Кира, еле сдержав рвущийся наружу стон, произнесла:
— Да нет, я просто отравилась. Переболела, а желудок никак не восстановится.
— Не беременна ли ты, Кира? — вдруг спросила обеспокоенная женщина.
— Нет, к сожалению. Мне правда ничего не хочется, простите.
Она почти залпом выпила почти остывший чай. Немного помявшись, озвучила просьбу:
— Вера Николаевна! Если можете, сообщите мне сразу, когда от Глеба будет хоть какая-то весточка!
— Конечно, конечно сообщу! Я же тебе не рассказала, ведь этот Марк еще до того, как я в больницу попала, приезжал, хотел со мной поговорить, но не застал. Я в магазине, наверное, бын. ла, а мне соседи передали, что какой-то парень в форме был. Что хотел сказать, даже не знаю. И не позвонил ведь, — вздохнула расстроенно женщина.
Может и к лучшему, что не застал… Зато ничего лишнего не наговорил.
Пусть уж лучше Вера Николаевна на розы любуется.
— Простите, я поеду. Мне учить еще много, скоро зачеты.
— Кирочка, заезжай, как время будет.
Гнев душил. Отчего-то Кире казалось, что все неправильно, что так не должно быть. Хотелось закричать, все перечеркнуть, исправить, рассказать правду и найти, найти хоть какие-то доказательства! Но она понимала, что сердце Веры Николаевны может не выдержать, и прав ходить и рубить правду-матку она не имела. Да и этого Марка, по какой-то причине все же решившегося написать ей письмо о гибели Глеба, она ненавидела всей душой.
А потом, еще спустя пару недель, услышав по телевизору в новостях, что на границе уже несколько раз пытались обстрелять палаточные лагеря с беженцами, призрачная надежда разбилась вдребезги. И боль, с которой до этого момента она еще пыталась бороться, сожгла все внутри дотла.
Кира не смогла продолжить учебу. Она подала заявление о переводе на заочное, а когда через несколько дней ей позвонили из деканата и сообщили что одобрили перевод, собрала вещи и уехала домой к родителям.
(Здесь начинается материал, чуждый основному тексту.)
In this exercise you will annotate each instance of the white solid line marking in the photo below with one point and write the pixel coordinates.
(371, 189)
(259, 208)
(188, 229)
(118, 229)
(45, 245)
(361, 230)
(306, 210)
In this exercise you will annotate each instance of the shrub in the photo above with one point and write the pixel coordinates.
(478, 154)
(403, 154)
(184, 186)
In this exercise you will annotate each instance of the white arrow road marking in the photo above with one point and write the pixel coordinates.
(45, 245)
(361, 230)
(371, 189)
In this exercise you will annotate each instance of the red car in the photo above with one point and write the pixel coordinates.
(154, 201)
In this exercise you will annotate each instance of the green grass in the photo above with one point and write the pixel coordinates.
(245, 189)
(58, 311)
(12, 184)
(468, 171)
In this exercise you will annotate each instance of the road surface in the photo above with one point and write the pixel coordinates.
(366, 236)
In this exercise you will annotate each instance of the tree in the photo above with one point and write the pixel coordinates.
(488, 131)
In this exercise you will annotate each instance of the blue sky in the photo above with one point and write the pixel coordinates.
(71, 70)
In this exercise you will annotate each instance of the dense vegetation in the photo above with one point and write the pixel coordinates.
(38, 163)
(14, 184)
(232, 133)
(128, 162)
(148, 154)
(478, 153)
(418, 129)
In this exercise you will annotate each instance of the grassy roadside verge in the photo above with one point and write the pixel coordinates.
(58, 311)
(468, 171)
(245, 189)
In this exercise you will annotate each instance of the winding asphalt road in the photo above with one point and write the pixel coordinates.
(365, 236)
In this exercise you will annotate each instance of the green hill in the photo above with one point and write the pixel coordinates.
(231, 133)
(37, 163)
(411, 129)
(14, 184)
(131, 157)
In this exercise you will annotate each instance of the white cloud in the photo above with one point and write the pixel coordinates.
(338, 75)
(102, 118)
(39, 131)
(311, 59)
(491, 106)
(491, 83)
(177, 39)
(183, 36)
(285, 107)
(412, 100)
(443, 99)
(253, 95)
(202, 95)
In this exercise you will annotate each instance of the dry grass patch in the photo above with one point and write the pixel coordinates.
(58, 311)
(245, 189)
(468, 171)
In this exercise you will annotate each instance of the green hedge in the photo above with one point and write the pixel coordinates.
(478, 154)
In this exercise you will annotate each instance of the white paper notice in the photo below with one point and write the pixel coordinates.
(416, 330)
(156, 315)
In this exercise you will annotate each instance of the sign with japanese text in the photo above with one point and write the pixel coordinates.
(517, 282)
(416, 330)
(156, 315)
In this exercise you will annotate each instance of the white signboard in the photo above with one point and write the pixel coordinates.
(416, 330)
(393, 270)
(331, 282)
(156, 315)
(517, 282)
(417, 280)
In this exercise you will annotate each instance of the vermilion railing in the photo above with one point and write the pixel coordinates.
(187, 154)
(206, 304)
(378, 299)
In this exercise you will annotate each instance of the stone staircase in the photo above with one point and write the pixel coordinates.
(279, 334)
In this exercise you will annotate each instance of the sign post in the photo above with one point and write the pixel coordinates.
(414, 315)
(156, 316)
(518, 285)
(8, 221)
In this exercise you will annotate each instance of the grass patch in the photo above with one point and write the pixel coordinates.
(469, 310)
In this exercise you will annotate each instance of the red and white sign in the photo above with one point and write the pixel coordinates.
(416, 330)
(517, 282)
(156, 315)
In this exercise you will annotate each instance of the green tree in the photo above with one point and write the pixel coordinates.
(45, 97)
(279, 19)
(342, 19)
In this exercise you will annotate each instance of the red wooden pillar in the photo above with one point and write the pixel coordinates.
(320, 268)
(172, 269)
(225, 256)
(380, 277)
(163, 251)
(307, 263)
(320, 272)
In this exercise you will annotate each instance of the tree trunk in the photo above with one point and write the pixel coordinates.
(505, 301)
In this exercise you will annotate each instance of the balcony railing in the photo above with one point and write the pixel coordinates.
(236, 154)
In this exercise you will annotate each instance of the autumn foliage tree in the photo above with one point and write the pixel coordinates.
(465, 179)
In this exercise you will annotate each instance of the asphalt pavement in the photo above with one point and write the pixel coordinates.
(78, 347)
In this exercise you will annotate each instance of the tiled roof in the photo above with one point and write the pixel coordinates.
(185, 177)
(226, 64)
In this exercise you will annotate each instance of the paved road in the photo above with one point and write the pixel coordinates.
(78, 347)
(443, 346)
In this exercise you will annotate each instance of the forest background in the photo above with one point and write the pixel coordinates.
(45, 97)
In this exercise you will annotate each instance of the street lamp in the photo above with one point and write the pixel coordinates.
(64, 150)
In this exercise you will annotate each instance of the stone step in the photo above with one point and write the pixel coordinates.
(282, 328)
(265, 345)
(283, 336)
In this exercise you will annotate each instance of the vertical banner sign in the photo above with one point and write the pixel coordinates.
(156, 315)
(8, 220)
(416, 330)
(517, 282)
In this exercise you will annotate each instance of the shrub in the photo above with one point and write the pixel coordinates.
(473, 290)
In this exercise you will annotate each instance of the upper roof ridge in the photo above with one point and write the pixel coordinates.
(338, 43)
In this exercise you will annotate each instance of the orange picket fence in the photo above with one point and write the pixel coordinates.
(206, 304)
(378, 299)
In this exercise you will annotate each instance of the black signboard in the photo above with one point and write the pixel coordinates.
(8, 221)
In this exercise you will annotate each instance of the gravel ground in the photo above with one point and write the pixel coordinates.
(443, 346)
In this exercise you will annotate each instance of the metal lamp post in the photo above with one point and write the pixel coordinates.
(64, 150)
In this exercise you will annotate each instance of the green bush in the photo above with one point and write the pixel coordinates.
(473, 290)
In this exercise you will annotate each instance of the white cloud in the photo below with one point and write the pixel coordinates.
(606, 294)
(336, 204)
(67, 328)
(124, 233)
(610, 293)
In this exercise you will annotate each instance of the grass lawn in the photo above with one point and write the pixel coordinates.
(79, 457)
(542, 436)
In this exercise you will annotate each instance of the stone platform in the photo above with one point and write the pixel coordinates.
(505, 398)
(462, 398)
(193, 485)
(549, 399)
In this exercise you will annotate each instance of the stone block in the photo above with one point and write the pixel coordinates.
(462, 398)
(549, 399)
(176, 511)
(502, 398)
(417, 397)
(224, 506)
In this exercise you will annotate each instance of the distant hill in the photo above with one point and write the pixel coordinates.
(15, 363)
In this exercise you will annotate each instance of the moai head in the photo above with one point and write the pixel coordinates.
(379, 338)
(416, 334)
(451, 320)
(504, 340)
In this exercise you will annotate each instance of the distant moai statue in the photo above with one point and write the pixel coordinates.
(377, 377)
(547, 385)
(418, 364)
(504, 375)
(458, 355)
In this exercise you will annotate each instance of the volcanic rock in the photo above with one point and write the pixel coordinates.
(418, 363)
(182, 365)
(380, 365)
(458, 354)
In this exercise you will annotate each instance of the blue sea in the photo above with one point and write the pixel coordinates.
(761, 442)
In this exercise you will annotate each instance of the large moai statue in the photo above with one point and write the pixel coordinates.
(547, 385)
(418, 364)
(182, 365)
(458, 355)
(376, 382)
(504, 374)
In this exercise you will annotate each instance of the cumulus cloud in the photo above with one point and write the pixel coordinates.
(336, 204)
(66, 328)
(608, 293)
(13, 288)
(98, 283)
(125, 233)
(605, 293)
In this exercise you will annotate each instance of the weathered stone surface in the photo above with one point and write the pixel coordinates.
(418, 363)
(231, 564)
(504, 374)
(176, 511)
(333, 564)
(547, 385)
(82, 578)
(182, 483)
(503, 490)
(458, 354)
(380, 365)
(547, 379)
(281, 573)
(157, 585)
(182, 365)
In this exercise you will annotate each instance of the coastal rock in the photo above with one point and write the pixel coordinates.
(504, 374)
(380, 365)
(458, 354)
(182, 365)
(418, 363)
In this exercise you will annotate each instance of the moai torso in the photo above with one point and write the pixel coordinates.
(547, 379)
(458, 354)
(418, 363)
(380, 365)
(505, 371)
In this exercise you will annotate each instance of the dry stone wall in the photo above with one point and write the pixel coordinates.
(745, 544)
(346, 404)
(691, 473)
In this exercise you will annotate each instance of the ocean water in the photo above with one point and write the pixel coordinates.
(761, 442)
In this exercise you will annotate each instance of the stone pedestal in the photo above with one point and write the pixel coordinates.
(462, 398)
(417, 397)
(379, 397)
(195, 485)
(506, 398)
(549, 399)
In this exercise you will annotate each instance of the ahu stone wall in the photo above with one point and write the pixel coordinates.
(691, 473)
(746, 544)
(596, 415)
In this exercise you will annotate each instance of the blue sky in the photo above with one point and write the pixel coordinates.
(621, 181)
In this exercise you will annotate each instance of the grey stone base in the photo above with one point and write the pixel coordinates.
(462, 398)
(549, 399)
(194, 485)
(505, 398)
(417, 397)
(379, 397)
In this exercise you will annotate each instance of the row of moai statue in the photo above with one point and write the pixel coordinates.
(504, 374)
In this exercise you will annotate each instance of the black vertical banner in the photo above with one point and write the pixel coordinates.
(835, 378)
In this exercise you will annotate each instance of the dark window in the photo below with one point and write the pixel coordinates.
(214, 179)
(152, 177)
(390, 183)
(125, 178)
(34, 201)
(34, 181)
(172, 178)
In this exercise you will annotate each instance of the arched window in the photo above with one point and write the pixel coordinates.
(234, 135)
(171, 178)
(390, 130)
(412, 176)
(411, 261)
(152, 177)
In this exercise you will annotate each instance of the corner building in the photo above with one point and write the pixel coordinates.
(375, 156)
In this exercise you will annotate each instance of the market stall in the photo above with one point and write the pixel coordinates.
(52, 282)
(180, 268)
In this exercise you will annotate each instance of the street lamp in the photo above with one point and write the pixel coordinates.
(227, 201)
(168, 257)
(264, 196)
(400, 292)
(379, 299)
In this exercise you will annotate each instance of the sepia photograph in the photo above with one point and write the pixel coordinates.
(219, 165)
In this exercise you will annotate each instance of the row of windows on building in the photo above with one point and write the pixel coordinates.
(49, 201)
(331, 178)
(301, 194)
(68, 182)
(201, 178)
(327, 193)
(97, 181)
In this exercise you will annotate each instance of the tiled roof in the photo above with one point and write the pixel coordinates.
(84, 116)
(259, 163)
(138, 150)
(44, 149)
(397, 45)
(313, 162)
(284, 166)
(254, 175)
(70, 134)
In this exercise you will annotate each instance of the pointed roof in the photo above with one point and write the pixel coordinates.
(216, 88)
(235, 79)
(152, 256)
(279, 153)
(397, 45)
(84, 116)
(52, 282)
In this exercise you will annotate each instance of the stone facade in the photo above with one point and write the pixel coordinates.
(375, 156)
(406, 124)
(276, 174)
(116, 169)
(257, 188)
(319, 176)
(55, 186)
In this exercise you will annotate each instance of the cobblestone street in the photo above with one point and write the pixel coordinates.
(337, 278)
Мать причитала, выла, ругалась. Отец молчал, но определённо был разочарован поступком дочери. Получалось, что все их труды, чаяния и надежды о том, что дочь выучится в ВУЗе и останется жить в большом городе, рассыпались прахом. Кира не стала ничего объяснять, не стала оправдываться. Она вообще не могла даже произнести те ужасные два слова, выжженные на сердце раскалённым тавро: " Глеб погиб! "
Теперь для нее жизнь словно остановилась. Не поставила ритм на паузу, не ушла в перезагрузку, а остановилась в своей предельной точке.
Кире не хотелось жить от слова совсем. Лишь стыд перед родителями и христианское, хоть и посредственное, но воспитание, все еще удерживали ее от последнего шага.
Ей было все равно, какой сегодня день, какая дата. Не хотелось есть и выходить из комнаты. Она целыми днями лежала на кровати, невидящим взглядом смотрела в стену, и даже слезные мольбы матери оставались лишь фоном.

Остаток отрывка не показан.